I had a chance to see the poured foundation walls today. Originally, we were thinking to use block construction, but there's no arguing with the speed at which the poured concrete walls went up. Our builder has a lot of experience with this construction method, and our architect is cool with it so it's the way we went. Jane's not psyched about the formed brick impressions (she detests fake attempts when something tries to look like what it's not), but all that is going to get stuccoed anyway so you'll never see it.
(Aside: Jane gives me grief because this is all boring and not funny. I keep telling her that things are moving so fast, and there's so much information to get in that there isn't time to be funny. Don't worry! I'm sure there will be plenty to laugh about later.)

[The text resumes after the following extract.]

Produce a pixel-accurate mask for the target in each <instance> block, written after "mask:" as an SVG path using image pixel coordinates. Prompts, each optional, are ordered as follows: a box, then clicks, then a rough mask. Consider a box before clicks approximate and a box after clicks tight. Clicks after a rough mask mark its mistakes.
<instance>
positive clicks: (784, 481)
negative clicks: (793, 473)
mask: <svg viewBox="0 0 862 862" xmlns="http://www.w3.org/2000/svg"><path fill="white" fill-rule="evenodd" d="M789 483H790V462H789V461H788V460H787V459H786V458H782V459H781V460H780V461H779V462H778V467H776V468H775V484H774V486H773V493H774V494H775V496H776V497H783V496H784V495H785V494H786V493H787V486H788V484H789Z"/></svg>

One big question that we have is whether we're going to need an ejector pump in the basement or not. The basement bathroom is above a step-up at the bottom of the basement stairs. We don't really know what's under that step-up. Ideally of course, the sewage line is below the grade of the new basement bathroom and we'll just let gravity do what it does best. If not, we'll need an ejector pump to get the, er, goo up from the lower bathroom into the main sewage line. If necessary, we'll hide the ejector pump under the stairs just as we're doing with the sump pump. We think there's enough room there. Tomorrow hopefully, we'll get that step-up jackhammered and take a look at what's there.

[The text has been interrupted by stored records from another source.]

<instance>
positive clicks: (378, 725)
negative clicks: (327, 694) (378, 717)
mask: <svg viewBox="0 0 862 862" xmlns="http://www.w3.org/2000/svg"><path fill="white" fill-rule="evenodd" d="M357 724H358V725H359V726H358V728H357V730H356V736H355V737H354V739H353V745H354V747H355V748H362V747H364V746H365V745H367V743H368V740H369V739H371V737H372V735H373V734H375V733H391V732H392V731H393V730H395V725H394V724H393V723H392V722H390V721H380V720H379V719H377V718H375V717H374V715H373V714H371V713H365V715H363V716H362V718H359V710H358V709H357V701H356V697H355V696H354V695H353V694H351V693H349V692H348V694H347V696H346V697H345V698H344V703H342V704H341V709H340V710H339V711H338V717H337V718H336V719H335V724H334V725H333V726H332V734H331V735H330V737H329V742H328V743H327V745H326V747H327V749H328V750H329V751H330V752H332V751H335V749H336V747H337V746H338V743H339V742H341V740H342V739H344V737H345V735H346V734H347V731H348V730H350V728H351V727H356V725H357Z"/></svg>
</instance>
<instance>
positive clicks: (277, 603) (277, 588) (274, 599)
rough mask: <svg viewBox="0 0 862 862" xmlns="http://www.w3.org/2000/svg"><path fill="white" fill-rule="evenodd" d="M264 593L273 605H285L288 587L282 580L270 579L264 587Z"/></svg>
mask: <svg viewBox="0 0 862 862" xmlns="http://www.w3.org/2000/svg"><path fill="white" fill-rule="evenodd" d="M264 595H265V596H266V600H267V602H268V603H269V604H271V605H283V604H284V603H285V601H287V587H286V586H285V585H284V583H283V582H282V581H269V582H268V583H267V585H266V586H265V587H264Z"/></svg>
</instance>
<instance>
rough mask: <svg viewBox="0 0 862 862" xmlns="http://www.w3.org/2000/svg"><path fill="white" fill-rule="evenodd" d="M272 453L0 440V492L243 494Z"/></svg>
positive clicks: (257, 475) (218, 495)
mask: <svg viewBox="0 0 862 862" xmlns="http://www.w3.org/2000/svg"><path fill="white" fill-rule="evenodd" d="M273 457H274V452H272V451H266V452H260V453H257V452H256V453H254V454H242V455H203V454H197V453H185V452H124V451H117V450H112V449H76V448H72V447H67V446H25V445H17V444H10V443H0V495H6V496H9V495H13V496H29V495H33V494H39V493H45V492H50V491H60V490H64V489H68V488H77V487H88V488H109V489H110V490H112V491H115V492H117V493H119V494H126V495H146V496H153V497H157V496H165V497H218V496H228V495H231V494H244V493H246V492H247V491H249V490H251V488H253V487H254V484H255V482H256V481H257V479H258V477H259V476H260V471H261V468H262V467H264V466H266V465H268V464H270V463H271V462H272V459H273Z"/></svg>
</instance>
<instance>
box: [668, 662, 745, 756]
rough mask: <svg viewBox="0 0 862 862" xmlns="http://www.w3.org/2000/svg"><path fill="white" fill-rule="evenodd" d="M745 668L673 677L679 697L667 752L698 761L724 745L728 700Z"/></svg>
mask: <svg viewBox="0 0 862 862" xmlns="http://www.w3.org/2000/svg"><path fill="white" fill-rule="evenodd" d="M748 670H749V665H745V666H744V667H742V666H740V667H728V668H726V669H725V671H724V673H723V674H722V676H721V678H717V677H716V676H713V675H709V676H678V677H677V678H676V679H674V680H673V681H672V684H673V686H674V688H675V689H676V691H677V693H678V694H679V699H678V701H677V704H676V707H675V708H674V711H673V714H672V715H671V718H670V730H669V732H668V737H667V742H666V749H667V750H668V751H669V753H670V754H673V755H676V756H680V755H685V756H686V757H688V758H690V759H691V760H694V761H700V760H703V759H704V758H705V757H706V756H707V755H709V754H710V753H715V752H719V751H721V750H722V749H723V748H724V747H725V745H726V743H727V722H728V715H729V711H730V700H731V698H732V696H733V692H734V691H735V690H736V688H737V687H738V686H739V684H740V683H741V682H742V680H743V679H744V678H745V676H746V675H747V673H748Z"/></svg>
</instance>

The other issue is the gas meter, which is currently inside what was the utility room, but what will be the family room if we finish the basement. Of course, we'd rather not have the gas meter in that location, but it may not be feasible to move it. There's no room outside that wall because of the new bay window, and it will probably be cost prohibitive to move the meter to the far side of the house where the new utility room is going. The plumber indicates that even with the additional BTUs of Jane's New UberOven we apparently won't need a new meter, so the gas company would be reluctant to pay for moving it. It won't be that big of a deal if we keep it where it is; we'll just hide it behind a closet or some such.
We're still thinking about finishing the basement. It's an additional cost (not part of the base contract), but it sure would be nice. We have some time to decide. We also have a bit of time to decide about the new back porch and new front walkway. Jane really wants to flagstone it, but that's also an extra cost. The difference is in the finish and depth of the concrete we're pouring in those locations. Obviously if we don't flagstone it, we'll have a nice smoother finish, but if we do cover it in flagstones, we'd want a more rough and thinner slab there. Again, we have time to decide.
As a cost saving measure we decided to keep the existing vinyl replacement windows in the old house and match the new windows as best we can. The problem is that new windows have a different reveal (the border area) than replacement windows. This won't matter on the front of the house because the only new windows are the bay and that will look different anyway. On the back, it's all new windows and on the Scutt-side it won't matter too much because it's not really visible from the street. On the Louis-side though there will be a mix of existing and new windows and Jane is concerned about the different looks. We'll have a better feel for that when we see some window options.
If the lumber arrives, we're told they may begin framing tomorrow.
Um, how the hell are the pod guys going to get their pods back when they're done?